Beijing Institute of Tech
Abstract
A growing trend in modern data analysis is the integration of data management
with learning, guided by accuracy, latency, and cost requirements. In practice,
applications draw data of different formats from many sources. In the
meanwhile, the objectives and budgets change over time. Existing systems handle
these applications across databases, analysis libraries, and tuning services.

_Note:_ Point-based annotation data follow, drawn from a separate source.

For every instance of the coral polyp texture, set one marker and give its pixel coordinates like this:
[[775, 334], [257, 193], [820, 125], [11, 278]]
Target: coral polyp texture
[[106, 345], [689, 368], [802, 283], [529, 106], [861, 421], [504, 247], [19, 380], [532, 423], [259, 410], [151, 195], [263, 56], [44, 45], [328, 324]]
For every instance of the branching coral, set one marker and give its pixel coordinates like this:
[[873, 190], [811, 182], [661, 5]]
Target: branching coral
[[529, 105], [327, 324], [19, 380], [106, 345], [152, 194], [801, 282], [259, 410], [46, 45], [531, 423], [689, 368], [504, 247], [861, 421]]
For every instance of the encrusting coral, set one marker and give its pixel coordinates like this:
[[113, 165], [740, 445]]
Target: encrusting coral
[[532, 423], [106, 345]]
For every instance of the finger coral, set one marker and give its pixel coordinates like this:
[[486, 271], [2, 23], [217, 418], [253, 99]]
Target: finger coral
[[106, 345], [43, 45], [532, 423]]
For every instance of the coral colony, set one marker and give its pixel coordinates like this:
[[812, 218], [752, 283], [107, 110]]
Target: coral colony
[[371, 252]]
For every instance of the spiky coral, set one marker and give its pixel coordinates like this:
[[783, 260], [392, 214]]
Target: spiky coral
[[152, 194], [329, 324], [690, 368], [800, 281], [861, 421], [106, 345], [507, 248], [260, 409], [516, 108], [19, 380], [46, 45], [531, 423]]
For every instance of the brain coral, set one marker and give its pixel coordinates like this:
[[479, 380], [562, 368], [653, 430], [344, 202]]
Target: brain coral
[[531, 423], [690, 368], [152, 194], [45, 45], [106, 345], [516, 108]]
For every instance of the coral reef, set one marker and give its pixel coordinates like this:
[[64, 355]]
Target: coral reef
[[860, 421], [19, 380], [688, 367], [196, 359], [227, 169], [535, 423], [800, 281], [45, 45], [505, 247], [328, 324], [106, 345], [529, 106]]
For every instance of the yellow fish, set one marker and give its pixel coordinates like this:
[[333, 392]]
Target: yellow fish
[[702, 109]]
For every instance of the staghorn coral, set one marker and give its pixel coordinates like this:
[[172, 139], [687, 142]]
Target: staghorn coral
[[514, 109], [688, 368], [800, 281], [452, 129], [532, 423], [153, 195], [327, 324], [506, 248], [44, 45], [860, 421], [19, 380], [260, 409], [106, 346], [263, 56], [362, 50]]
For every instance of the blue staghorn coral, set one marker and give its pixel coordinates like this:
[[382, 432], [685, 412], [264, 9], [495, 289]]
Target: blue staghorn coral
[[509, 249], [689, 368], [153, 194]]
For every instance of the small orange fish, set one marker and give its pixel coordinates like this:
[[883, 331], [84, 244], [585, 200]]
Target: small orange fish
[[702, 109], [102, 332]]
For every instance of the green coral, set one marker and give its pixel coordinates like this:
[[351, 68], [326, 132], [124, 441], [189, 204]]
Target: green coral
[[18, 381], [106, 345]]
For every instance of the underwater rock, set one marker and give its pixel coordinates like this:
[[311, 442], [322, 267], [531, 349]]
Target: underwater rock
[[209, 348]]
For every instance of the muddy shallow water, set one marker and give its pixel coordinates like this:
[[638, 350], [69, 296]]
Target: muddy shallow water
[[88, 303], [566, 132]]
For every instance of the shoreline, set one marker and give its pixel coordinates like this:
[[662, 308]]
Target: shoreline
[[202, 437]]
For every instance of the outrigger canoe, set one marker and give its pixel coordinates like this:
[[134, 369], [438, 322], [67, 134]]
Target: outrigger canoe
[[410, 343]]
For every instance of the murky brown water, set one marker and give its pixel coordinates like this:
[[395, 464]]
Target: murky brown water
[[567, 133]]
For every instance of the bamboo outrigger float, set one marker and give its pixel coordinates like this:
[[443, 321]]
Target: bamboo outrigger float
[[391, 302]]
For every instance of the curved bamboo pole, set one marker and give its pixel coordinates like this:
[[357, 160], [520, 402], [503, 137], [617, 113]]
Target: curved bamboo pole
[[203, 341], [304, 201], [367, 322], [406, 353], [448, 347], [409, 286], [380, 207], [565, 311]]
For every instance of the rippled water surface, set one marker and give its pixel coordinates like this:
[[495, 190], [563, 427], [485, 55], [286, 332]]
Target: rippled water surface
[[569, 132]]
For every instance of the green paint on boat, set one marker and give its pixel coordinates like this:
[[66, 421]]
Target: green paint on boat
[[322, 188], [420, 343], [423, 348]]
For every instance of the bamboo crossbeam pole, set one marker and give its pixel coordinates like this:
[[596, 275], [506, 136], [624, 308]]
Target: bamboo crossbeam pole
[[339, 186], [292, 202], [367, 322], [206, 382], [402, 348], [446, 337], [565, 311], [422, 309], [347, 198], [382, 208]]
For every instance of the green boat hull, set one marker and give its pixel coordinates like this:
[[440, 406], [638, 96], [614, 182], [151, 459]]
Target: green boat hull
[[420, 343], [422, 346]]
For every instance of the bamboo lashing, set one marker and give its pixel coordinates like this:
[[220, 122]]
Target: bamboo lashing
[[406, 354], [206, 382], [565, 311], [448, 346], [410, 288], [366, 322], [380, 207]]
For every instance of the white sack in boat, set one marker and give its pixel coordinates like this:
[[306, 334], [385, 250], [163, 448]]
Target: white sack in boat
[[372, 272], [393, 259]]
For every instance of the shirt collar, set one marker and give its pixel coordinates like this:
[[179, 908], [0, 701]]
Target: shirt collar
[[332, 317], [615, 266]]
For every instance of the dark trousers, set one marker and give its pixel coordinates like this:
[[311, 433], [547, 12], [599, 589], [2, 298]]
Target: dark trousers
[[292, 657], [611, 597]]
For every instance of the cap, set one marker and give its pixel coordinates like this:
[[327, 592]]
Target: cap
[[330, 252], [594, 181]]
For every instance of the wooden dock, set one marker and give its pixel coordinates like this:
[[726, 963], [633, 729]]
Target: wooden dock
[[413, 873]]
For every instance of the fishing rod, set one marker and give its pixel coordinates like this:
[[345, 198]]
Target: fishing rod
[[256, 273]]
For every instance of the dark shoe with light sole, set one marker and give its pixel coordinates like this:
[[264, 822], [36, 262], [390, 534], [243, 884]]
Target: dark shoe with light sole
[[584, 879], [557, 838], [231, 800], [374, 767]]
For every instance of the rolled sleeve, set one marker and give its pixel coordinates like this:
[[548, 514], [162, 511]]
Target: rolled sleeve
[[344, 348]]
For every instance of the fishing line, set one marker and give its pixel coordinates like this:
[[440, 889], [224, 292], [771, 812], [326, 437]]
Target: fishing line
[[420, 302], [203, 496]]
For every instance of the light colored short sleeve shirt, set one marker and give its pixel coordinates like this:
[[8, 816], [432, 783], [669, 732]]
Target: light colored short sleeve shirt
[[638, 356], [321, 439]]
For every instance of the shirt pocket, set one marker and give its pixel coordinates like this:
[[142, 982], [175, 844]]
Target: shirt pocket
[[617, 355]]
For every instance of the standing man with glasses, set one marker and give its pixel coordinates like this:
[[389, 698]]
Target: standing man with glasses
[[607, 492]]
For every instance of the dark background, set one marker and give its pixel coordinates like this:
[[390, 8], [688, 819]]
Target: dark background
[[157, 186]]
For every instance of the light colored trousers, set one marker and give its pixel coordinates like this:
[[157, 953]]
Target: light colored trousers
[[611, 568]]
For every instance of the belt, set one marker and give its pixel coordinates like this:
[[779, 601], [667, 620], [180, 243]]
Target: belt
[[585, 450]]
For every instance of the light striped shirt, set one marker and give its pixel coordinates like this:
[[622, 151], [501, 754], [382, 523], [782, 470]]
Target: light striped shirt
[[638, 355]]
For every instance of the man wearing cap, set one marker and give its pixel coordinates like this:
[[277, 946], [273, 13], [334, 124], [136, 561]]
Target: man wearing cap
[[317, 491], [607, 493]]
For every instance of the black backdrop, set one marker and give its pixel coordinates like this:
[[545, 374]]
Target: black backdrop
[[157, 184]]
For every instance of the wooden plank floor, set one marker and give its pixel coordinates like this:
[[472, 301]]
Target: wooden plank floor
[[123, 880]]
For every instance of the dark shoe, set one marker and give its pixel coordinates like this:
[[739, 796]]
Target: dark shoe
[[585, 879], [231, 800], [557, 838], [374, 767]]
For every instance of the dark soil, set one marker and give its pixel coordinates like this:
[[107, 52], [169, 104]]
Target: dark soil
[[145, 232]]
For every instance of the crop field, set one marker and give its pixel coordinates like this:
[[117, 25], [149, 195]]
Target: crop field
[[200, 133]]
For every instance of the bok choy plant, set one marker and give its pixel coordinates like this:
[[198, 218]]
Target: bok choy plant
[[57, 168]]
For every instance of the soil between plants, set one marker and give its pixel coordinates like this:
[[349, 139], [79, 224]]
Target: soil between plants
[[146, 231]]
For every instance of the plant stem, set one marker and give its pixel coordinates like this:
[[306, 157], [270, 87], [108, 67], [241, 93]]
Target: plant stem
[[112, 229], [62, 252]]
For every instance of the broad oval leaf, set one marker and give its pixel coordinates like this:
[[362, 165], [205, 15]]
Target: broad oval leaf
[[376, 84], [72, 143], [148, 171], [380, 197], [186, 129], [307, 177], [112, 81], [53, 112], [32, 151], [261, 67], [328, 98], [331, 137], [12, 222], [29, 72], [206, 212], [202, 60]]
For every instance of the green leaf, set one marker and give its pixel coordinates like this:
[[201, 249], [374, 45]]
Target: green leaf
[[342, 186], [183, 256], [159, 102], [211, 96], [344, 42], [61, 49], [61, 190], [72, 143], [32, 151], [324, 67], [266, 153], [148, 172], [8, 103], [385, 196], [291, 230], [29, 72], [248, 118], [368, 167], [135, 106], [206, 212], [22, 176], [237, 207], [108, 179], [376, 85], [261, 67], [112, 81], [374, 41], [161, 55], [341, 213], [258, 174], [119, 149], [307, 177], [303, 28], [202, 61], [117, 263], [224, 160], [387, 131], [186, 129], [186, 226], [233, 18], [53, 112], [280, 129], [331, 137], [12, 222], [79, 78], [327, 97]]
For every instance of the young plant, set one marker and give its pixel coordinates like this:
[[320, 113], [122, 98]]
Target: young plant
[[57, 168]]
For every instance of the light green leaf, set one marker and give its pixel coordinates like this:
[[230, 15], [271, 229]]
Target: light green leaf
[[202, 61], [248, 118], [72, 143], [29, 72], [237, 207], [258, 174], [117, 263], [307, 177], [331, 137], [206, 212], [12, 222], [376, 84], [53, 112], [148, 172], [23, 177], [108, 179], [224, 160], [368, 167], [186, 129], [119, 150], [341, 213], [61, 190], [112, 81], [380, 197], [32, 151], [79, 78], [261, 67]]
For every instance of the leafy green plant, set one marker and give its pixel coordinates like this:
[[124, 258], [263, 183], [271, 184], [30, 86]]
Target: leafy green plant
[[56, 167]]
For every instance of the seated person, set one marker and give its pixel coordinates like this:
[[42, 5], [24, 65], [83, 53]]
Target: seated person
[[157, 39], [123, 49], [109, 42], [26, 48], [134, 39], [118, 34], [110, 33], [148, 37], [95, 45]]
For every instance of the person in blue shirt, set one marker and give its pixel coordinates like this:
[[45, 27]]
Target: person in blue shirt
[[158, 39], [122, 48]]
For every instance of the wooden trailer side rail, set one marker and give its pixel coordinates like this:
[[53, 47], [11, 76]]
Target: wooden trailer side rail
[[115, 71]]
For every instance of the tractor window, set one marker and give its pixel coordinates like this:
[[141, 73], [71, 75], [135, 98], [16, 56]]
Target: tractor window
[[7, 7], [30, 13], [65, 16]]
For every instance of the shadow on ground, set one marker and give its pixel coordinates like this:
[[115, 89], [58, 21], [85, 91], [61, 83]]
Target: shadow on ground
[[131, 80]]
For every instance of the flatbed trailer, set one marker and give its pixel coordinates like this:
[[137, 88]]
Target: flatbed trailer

Such fragmentation leads to complex user interaction, limited adaptability,
suboptimal performance, and poor extensibility across components. To address
these challenges, we present Aixel, a unified, adaptive, and extensible system
for AI-powered data analysis. The system organizes work across four layers:
application, task, model, and data. The task layer provides a declarative
interface to capture user intent, which is parsed into an executable operator
plan. An optimizer compiles and schedules this plan to meet specified goals in
accuracy, latency, and cost. The task layer coordinates the execution of data
and model operators, with built-in support for reuse and caching to improve
efficiency. The model layer offers versioned storage for index, metadata,
tensors, and model artifacts. It supports adaptive construction, task-aligned
drift detection, and safe updates that reuse shared components. The data layer
provides unified data management capabilities, including indexing,
constraint-aware discovery, task-aligned selection, and comprehensive feature
management. With the above designed layers, Aixel delivers a user friendly,
adaptive, efficient, and extensible system.